I wish I could seek legal representation, but since that's not an option I'm willing to look at right now, for better or worse, at least I have some small hope as a back up. So thanks juniperesque!!!
posted by Debaser626 at 5:57 AM on February 3, 2012

Anyone who tells you "you only have until X time to sign this legal document" is almost certainly pressuring you to do something detrimental to you. You have established a legal right to get out of the lease, and your answer to the management company should be "I will not sign any binding agreement until I have had proper legal counsel". Period, full stop. They cannot at this point say "if you don't sign, you can't get out". If they do, tell them that you will be sharing their attempt to intimidate you with your lawyer.
posted by kjs3 at 8:20 AM on February 3, 2012

Yeah, this is late, but it is super shady of them to push you to sign something less than a week after you even brought this to their attention. I hope you told them you were going to review it with your attorney.

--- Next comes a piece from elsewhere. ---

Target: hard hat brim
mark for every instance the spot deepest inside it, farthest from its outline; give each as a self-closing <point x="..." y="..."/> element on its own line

I also hope, incidentally, that you don't sign it because it sounds on a cursory glance like you already have a legal right to break the lease so you don't need their "permission" in the form of this document, and they might have some potential liability that they are trying to weasel out of. Don't let them. They can sweat it.

(Obligatory: I am a lawyer, but I am not your lawyer and this is not legal advice.)